My tape is a program. The index (minutes) is the input, and the output is the what is said. 

So let's do a python Basically we did a mapping from the index on the tape in minutes to integers that yields index(in minutes) x 3. 



So what do we learn with this?

That I can turn code into turing machines, that I can use as a code with a 1:1 relationship, I have a ... mapping \o/

What does compile does?
It evaluates for all the input possible that is an integer belongs to [0:255] all the output possible of boolean function. It is a projection of [2^8] input => 2 output
I projected a discrete space of input to a discrete space of output.

Let's see why it is great

My code is fully deterministic and is threadsafe because my code is stateless.

It is an index of all the 256 solutions for f(x) for every possible values.

if I encode a function that tells if a number can be divided by X another one by Y to have the function that tells if a number can be divided by (X * Y) I just have to apply then & (bitwise and operator) to the int representing the code.

An int is a very cool for a storage of function.
With div2 / div 3 I can by applying all the «common bitwise operator» create a lot of interesting functions:

div2xor3 : a code that indicates number that can be divided by 2 or 3 but not 6
not div2: every even/odd number
div2or3: multiple of 2, 3 and 6
div2and3: multiple of 6 only
....

I can combine the 16 bliter operations to directly obtain functions.

In functional programming you do partial function that you apply in a pipe of execution, here you can directly combine the code at «implementation level»


My evaluation is always taking the same number of cycles, I don't have to worry about worst case, and my code will never suffer from indetermination (neither in execution time nor results).
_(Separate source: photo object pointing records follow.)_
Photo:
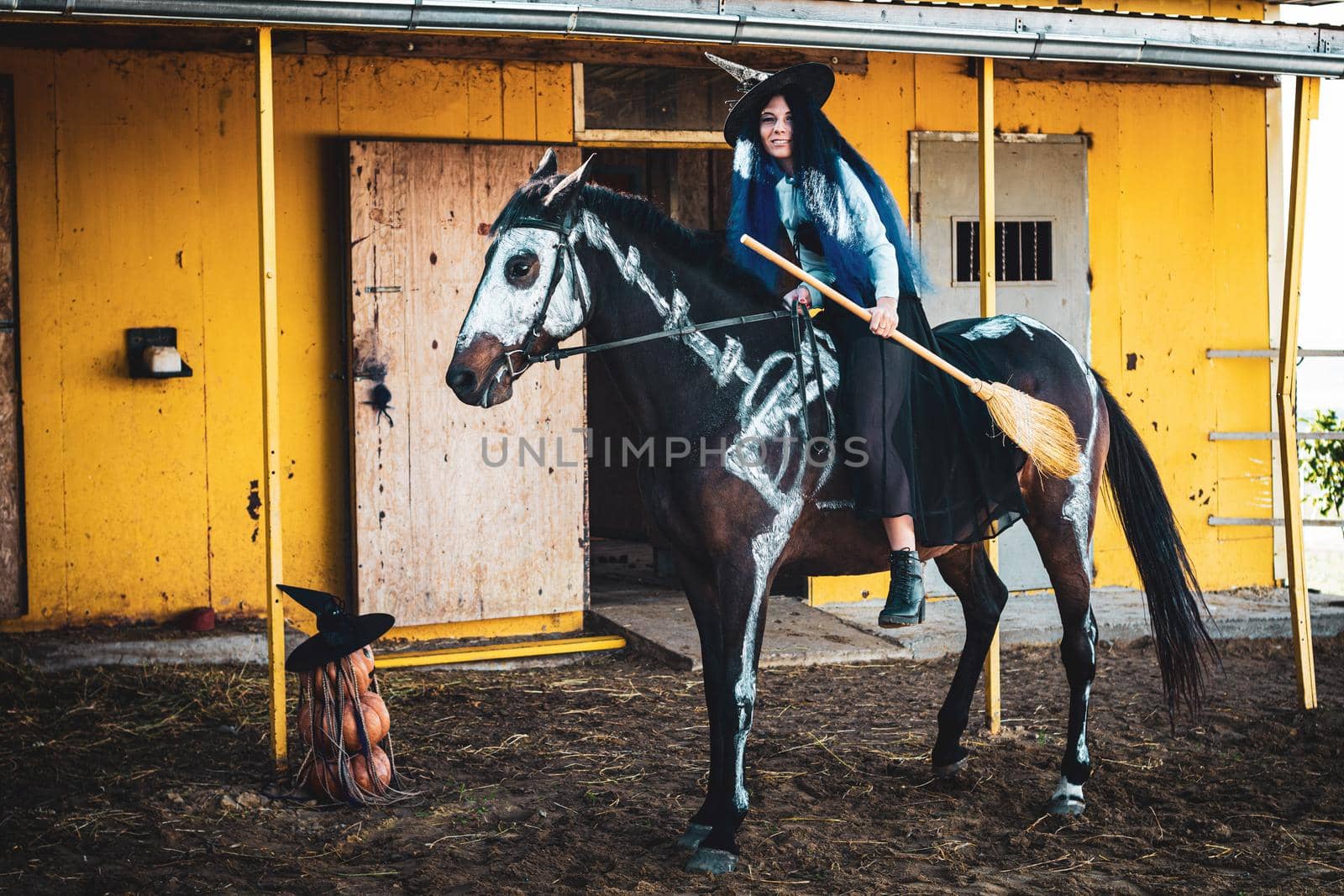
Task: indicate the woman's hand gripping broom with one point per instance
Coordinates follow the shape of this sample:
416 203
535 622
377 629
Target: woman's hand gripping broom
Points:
1039 429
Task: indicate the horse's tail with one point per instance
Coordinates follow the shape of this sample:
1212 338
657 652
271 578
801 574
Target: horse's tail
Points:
1175 600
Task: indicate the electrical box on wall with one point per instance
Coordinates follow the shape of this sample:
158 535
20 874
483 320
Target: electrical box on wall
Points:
152 354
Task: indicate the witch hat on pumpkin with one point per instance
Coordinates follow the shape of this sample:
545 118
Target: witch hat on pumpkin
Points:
759 86
339 634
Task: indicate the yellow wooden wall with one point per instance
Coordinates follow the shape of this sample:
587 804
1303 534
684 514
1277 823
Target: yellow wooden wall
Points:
1176 226
138 207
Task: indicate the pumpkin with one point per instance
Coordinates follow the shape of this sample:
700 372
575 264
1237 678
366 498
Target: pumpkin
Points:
362 672
381 766
374 725
374 703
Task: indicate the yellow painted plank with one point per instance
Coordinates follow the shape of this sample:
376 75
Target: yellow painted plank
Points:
403 97
985 121
499 652
554 102
312 355
230 367
40 327
484 101
270 396
1304 110
134 449
512 627
519 101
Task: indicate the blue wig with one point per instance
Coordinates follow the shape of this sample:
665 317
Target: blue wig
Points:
817 149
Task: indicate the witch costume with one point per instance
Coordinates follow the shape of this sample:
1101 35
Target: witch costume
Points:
958 479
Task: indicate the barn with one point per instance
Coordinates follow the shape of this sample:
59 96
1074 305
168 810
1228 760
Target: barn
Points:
313 286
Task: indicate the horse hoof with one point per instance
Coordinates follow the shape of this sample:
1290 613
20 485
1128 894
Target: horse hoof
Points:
1068 801
1065 808
711 862
694 836
951 770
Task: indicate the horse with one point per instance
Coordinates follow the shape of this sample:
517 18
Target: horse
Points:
569 255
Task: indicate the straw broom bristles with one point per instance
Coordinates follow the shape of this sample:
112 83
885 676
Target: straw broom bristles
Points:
1038 427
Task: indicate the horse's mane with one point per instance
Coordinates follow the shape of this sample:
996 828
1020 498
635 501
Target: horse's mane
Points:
701 249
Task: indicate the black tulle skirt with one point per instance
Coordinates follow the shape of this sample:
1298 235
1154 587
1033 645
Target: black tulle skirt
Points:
931 446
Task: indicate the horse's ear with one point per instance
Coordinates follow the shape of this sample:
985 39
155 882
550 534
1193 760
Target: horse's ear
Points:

My code is ultimately threadsafe as long as my code storage and my inputs are immutables. 


My function are commutative thus I can distribute them.
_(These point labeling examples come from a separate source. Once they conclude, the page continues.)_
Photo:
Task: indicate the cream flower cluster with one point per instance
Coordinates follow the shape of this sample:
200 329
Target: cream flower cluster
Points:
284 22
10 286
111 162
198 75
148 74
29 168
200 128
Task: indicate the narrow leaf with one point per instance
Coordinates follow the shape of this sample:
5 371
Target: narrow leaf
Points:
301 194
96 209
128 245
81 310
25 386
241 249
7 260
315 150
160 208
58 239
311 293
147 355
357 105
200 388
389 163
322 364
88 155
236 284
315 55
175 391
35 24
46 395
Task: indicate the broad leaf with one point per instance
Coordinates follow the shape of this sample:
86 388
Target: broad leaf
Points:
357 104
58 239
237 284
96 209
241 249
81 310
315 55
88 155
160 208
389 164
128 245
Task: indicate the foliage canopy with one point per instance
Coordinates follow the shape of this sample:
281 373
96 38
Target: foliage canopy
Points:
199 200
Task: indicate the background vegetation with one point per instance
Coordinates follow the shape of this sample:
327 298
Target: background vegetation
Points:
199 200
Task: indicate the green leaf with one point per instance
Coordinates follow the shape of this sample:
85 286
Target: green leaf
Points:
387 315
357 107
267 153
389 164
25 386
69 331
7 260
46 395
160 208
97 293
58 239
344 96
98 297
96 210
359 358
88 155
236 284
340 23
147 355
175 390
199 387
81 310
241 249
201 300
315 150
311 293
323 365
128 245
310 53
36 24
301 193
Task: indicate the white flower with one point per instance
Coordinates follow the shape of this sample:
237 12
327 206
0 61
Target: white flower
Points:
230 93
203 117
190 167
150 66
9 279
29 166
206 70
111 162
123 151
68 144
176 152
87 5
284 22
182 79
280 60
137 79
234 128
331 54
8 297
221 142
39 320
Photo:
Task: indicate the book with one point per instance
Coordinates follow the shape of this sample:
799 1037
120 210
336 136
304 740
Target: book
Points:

div2(div3(val)) == div3(div2(val)) (== div6(val))

=> combining function is a simple and of the code

Why we don't use that in real life

First there is a big problem of size.

To store all the results for all the possible inputs, I have to allocate the cross product of size of input * size of output.

A simple multiplication table by 3 for all the 32 bits integers would be 32 bit * 32 bits = an array of 4billions worlds of 32 bits. 16Gbytes!

Not very efficient.

But if we work on a torus of discrete value, it can work :)

Imagine my FPU is slow and I need cos(x) with an error margin sufficient to only work in 1/256 of radians? I can store my results as an array of precomputed cosinus value expressed in fraction of 256%256 :)

A cache with memoization is also using the same principle.
You replace computing code that is long by a lookup in a table.

It might be a little more evoluted than reading a bit in an integer, but it is globally the same principle.

So actually, that is one of the biggest use of the turing machine: efficient caching of pre computed values.

Another default, is that the mapping make you lose information on what the developer meant.

If you just have the integer representing your code, more than one function can yield the same code. The mapping from the space of the possible function to the space of the solutions is a surjection.

Thus if you have a bug in this code, you cannot revert back to the algorithm and fix it.

if I consider I have not a number of n bit as an input but n input of 1 bit constituting my state input vector,  and the output is my internal state, than I am modeling a node of a parallel computer. This «code» can be wired (few clocks costs) as a muxer that is deterministic in its execution time and dazzling fast.


What is the use of this anyway?

Well, it models deterministic code.

I can generate random code and see how they interact.

The Conway's Game of life is a setup of turing machine interconnected to each other in a massively parallel fashion.

So my next step is to prove I can generate pure random numbers with totally deterministic code.

And I can tell you I can prove the condition for my modified game of life to yield chaotic like results is that the level of similarity for every code on every automaton is low (entropy of patterns is high) AND 50% of the bits are 0/1 in code (maximizing the entropy of the code in ratio of bits).